Mitochondrial Dysfunction and Ferroptosis

Ferroptosis, a recently elucidated modality of non-apoptotic regulated cell death, is defined by the iron-dependent accumulation of lipid peroxides and has garnered considerable attention since its initial description in 2012.86 This distinct form of cell death exhibits both morphological and biochemical characteristics that differentiate it from established cell death mechanisms, including apoptosis, necrosis, and autophagy.87 Specifically, ultrastructural analysis via electron microscopy reveals a prominent morphological alteration in ferroptotic cells, characterized by shrunken mitochondria with elevated membrane density.88 The principal biochemical hallmarks of ferroptosis include elevated levels of intracellular labile iron, increased ROS production, diminished glutathione peroxidase 4 (GPX4) activity, and the accumulation of lipid metabolites.89 The execution of ferroptosis involves excessive oxidative damage to cellular membrane lipids. This process is frequently associated with the upregulation of intracellular labile iron, transferrin, and malondialdehyde (MDA), alongside the downregulation of glutathione (GSH) and anti-ferroptotic defense mechanisms.90 While the involvement of ferroptosis has been extensively investigated in various malignancies, including prostate cancer,91 its role in benign prostatic hyperplasia (BPH) remains largely unexplored. Significantly, recent studies have elucidated the presence of autophagy-related ferroptosis in the progression of BPH.23,92 Li et al. indicate that GPX3 is expressed in both the stromal and epithelial compartments of the prostate and exhibits reduced expression in BPH specimens. Furthermore, the overexpression of GPX3 demonstrated an inhibitory effect on autophagy by modulating the AMPK/mTOR pathway and upregulating the Nrf2/GPX4 axis, thereby counteracting autophagy-related ferroptosis in hyperplastic prostatic tissue.23 Additionally, by performing RNA sequencing, Zhan et al. screened out an upregulated long noncoding RNA (lncRNA), taurine-upregulated gene 1 (TUG1), in BPH tissues. As a result, induced TUG1 was found to competitively bind with miR-188-3p and facilitate the expression of GPX4, thereby diminishing intracellular ROS levels and impeding ferroptosis in prostate luminal cells.93 As aforementioned, we could speculate that ferroptosis might act as a critical contributor to BPH.

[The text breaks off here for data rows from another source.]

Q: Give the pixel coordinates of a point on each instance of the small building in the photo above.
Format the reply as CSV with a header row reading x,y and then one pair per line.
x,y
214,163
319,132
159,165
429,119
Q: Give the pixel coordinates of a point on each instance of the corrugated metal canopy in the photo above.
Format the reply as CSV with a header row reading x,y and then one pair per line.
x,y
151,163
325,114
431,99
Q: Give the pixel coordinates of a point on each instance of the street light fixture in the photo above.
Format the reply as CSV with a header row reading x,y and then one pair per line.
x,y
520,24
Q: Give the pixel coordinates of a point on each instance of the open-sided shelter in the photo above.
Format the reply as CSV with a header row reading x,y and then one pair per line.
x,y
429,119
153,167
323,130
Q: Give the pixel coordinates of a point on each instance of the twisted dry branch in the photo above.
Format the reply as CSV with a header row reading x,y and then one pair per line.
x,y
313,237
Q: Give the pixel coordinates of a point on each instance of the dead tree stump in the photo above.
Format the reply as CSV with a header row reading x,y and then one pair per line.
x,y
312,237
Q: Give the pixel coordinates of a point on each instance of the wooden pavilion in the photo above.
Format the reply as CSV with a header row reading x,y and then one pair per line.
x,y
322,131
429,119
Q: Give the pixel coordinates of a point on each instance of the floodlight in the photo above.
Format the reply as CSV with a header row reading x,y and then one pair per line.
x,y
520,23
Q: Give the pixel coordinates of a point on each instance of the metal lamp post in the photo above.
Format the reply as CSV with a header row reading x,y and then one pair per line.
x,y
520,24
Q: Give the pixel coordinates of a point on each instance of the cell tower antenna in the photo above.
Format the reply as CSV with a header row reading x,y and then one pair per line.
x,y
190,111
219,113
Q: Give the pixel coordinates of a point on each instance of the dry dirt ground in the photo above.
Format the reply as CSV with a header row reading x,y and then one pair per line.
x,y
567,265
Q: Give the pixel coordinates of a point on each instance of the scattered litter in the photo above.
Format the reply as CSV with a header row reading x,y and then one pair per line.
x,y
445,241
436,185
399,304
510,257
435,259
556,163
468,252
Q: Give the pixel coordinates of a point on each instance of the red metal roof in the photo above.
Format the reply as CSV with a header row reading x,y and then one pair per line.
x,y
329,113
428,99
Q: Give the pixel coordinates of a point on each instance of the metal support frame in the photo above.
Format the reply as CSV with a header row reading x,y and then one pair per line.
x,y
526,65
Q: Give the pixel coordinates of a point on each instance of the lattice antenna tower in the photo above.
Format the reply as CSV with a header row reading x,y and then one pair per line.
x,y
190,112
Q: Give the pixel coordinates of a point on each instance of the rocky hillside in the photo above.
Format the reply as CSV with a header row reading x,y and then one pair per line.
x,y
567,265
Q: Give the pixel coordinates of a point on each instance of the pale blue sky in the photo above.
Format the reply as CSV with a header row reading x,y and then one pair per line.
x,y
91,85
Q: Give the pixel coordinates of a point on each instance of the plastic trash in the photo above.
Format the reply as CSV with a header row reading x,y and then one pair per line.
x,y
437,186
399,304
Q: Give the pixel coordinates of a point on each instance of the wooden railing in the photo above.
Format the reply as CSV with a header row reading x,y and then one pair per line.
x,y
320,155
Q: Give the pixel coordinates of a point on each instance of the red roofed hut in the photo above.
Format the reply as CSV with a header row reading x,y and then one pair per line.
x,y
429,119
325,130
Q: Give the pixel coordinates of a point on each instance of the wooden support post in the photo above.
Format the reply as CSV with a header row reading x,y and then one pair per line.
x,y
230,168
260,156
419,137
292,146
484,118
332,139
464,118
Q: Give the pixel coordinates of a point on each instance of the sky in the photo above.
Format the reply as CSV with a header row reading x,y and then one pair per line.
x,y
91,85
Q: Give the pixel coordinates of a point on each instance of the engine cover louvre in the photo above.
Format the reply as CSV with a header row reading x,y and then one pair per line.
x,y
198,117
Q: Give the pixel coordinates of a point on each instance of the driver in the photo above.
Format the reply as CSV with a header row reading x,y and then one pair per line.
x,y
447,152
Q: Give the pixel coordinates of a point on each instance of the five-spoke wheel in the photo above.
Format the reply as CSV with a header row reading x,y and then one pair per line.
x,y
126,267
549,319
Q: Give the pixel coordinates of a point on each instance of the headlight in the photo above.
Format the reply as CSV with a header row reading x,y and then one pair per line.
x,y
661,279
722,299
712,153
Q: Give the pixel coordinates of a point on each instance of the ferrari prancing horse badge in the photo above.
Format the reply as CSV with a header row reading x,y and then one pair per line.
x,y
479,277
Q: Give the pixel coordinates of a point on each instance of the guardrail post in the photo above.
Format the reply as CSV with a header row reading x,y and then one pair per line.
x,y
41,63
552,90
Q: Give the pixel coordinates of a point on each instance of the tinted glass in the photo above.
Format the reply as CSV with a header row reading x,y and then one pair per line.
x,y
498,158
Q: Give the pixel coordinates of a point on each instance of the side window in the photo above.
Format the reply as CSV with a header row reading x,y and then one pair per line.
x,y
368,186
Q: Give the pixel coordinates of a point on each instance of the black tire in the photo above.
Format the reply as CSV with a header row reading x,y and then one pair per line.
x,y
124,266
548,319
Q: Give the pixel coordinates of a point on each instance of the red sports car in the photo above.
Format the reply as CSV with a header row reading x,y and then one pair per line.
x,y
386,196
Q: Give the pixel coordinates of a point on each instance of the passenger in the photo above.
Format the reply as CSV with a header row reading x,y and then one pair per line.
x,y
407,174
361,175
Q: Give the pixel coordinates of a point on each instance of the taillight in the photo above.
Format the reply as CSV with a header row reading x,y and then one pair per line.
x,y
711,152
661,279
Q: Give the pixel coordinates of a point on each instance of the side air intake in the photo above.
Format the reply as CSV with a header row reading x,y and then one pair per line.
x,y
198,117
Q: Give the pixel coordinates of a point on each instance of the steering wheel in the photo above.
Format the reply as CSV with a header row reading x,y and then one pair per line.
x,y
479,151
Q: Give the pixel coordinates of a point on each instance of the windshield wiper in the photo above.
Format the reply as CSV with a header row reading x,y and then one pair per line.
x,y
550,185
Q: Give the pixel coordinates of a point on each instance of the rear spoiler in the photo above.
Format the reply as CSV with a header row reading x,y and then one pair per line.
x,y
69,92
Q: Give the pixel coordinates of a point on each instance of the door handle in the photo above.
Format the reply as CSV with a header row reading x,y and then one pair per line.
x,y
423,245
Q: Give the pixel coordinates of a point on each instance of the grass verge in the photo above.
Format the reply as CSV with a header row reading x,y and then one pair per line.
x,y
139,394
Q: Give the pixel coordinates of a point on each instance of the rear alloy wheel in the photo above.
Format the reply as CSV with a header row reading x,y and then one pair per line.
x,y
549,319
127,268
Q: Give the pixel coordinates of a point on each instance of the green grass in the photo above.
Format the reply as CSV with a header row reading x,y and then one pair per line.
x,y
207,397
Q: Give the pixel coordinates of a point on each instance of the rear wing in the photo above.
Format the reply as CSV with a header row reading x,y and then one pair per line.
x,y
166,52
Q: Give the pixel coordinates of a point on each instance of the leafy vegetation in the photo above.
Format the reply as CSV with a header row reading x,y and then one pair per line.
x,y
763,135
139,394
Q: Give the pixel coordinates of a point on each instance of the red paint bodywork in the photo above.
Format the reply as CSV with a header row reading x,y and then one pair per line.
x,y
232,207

Considering the pivotal role of mitochondria in modulating cell death pathways, investigators have posited a potential involvement of mitochondria in the regulation of ferroptosis. Emerging evidence indicates that the involvement of mitochondria in ferroptosis is context-specific. The mitochondrial protein pyruvate dehydrogenase kinase 4 (PDK4) acts as an inhibitor of ferroptosis via a mechanism dependent on acetyl-CoA carboxylase (ACC), by hindering pyruvate dehydrogenase-dependent pyruvate oxidation and the ensuing production of citric acid and fatty acids in pancreatic ductal adenocarcinoma (PDAC) cells, thereby suppressing glucose-dependent ferroptosis.87 Mitochondrial NADP+-dependent isocitrate dehydrogenase (IDH2) catalyzes the initial oxidative decarboxylation reaction within the TCA cycle. The downregulation of IDH2 increased the susceptibility of tumor cells to ferroptosis via depleting the mitochondrial NADPH pool, a key location for mitochondrial glutathione (GSH) metabolism.94 In head and neck cancer cells, the occurrence of lipid peroxidation and cystine deprivation-induced ferroptosis was mitigated via a mechanism involving glutaminolysis. Consequently, the maintenance of mitochondrial energy metabolism might contribute to ferroptosis by modulating glucose metabolism pathways, such as the TCA cycle or glutaminolysis.95 Furthermore, an association between mitochondrial biogenesis and ferroptosis has been implicated. It was demonstrated that the degradation of TFAM triggered mtDNA stress as well as ferroptosis in a macroautophagy/autophagy-dependent manner within human pancreatic carcinoma cells.96 Indeed, Nrf2 served as a vital nexus in the orchestration of mitochondrial-dependent ferroptosis. Conflicting evidence exists regarding the precise role of the Nrf2/heme oxygenase-1 (HO-1) signaling pathway in modulating ferroptosis within CRC cells.97 While one study demonstrated that the Nrf2-dependent transcriptional upregulation of HO-1 promoted ferroptotic cell death, a contrasting investigation indicated that suppression of the Nrf2/HO-1 cascade augmented ferroptosis specifically within KRAS-mutant CRC cells.98 The divergent observations above underscore the ongoing debate surrounding the involvement of Nrf2 in mitochondrial biogenesis as it pertains to ferroptosis susceptibility.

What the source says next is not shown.